Probes or coupons are mounted in the system through permanently installed, intermediate pressure, packing gland system such as those provided by RCS.
The intermediate pressure system can be operated with an intermediate pressure retractor which has significant advantages over the weight of high pressure retriever systems. See product data on the RCS website:
http://www.rohrbackcosasco.com/datasheets/products/Model_60.pdf High pressure retrievers are not recommended for on-line use in refining applications because of the high weight of the retriever, the high weight of the service valve, the large platform sizes need to operate them safely. In addition, high pressure retrievers require extensive training to operate safely and regular maintenance.
Coupons should be changed every three months or so. Microcor probes should generally be selected to give a year or more service before replacement.
10.7 Laboratory Testing
Laboratory work is extremely important to the safe and profitable operation of the refinery. Chemical treatment programs to control corrosion can only be successful and cost effective if laboratory data is of high quality and timely in its delivery. It should be emphasized that, as far as laboratory personnel are
concerned, there is no good or bad result. Instead, the target is obtaining accurate results.
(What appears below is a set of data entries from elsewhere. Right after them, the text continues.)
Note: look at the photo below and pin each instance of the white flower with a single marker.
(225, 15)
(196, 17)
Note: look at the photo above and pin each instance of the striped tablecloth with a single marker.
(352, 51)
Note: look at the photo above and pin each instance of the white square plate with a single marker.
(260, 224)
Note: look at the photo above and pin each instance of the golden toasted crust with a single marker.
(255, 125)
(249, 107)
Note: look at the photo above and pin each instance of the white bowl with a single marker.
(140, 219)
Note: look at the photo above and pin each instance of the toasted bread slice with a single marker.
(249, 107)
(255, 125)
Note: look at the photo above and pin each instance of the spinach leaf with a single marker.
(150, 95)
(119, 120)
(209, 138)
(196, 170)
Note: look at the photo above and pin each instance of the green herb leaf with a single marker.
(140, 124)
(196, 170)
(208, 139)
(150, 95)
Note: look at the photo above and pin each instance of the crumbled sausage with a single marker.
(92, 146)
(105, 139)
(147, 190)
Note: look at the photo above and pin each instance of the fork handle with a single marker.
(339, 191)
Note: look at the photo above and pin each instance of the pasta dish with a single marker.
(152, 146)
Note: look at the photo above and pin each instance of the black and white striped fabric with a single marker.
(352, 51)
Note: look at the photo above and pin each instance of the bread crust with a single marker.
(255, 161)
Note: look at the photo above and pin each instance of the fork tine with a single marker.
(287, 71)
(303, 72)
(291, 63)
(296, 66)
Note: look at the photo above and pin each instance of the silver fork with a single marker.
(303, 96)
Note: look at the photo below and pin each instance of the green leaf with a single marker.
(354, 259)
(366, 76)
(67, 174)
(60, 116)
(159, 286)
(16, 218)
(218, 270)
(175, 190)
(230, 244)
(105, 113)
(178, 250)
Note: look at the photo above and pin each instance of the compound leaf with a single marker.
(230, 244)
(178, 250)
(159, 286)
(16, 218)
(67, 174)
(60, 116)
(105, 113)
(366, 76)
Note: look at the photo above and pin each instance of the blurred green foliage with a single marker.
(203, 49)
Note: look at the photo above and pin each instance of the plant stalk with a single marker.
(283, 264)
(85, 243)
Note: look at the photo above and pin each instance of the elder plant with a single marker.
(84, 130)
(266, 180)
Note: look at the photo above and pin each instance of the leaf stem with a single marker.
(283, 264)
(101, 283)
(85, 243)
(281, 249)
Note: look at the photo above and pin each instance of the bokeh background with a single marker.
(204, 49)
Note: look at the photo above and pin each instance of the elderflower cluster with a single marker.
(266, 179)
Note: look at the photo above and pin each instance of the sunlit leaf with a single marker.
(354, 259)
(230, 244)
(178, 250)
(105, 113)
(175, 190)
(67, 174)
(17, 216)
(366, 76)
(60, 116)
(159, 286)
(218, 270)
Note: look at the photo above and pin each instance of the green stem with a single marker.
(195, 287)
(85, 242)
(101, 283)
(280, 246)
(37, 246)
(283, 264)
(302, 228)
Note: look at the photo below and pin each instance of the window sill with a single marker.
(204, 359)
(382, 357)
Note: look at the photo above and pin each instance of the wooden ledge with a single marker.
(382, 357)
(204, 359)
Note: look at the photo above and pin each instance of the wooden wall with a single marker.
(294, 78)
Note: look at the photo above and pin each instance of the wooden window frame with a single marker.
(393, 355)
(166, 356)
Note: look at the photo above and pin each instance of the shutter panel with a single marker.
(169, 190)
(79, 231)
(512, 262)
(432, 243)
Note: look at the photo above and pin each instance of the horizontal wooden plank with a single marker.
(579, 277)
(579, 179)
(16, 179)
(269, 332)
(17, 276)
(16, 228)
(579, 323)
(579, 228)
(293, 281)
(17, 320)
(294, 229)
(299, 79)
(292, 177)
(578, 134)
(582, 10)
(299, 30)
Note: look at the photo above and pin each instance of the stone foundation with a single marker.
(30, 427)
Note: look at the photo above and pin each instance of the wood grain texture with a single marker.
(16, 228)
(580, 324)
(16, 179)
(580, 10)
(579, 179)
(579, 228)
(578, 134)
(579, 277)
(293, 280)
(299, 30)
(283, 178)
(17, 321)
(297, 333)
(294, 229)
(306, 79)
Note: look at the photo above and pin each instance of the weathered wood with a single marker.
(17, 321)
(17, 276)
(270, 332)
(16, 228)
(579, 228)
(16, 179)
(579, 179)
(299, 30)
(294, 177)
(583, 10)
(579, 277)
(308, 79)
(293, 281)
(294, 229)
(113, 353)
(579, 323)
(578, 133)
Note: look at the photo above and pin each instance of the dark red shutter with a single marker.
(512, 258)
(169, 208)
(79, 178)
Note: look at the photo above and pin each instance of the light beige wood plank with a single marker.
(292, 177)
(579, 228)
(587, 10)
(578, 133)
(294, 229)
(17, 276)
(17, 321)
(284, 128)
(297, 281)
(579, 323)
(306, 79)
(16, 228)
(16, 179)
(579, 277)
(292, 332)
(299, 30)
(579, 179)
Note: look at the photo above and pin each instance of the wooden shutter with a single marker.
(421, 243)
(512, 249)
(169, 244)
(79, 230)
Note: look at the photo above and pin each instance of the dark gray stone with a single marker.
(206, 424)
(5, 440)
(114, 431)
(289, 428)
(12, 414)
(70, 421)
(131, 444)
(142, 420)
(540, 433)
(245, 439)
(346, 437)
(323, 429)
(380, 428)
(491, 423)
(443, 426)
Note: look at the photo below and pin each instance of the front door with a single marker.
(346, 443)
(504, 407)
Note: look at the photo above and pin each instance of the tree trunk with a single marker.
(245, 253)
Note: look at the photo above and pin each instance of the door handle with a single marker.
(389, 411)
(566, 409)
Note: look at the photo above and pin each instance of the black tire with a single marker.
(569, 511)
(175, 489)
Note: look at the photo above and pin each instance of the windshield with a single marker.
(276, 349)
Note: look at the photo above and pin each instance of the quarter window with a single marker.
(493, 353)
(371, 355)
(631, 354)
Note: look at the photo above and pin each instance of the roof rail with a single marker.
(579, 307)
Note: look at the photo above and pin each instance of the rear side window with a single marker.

A challenge in many refinery operating systems is the lag time between sample collection and data availability. Timeliness of feedback of data from refinery laboratory analyzed data is essential and each refinery must minimize the time between sample collection and data availability. It is best practice to use on-site instant read-out techniques such as a field-located pH meter or close-range pH paper covering the range 7.5 to 4.5 pH. Field collected data must be recorded and stored along with laboratory derived data. Any differences should be investigated.
Some refineries are now using automatic e-mail announcements of off-specification values. This is proving to be an excellent way to get data to corrosion engineers and others so that corrective action can be considered.
Calibration of pH meters on-site at or near the crude unit must be performed at least once a day using buffer solutions. Dry pH electrodes must be avoided at all the times.
For sediments in crude, ASTM D 4007 is often used. It is extremely important to completely comply with ASTM D 4007. For example, the temperature must be controlled during centrifuging at 60 ± 3ºC. The more accurate ASTM D 473,
Standard Test Method for Sediment in Crude Oils and Fuel Oils by the Extraction Method, should be used on a monthly basis to check results from ASTM D 4007.
For water in crude, ASTM D 4007 is often used. However, ASTM D 4006, Standard Test Method for Water in Crude Oil by Distillation or ASTM D 4928, Standard Test Methods for Water in Crude Oils by Coulometric Karl Fischer Titration, are more accurate and should be used on a monthly basis to validate the results of ASTM D 4007.
For salt in crude, ASTM D 3230 is often used. However, ASTM D 6470, Standard Test Method for Salt in Crude Oils (Potentiometric Method) is more accurate and should be used on a monthly basis to verify ASTM D 3230 data.
At low ppm levels, the accuracy of the potentiometric method is ±0.5 ppm. At 25 ppm the accuracy is ±1.5 ppm. Where equipment is available, ion
chromatography (IC) is the best method. IC typically yields slightly lower measurements than those obtained with potentiometric methods.
Iron in crude can also be measured following ASTM D 5863 A, Standard Test Methods for Determination of Nickel, Vanadium, Iron, and Sodium in Crude Oils and Residual Fuels by Flame Atomic Absorption Spectrometry.
Revision Summary 24 June 2007 New Saudi Aramco Best Practice.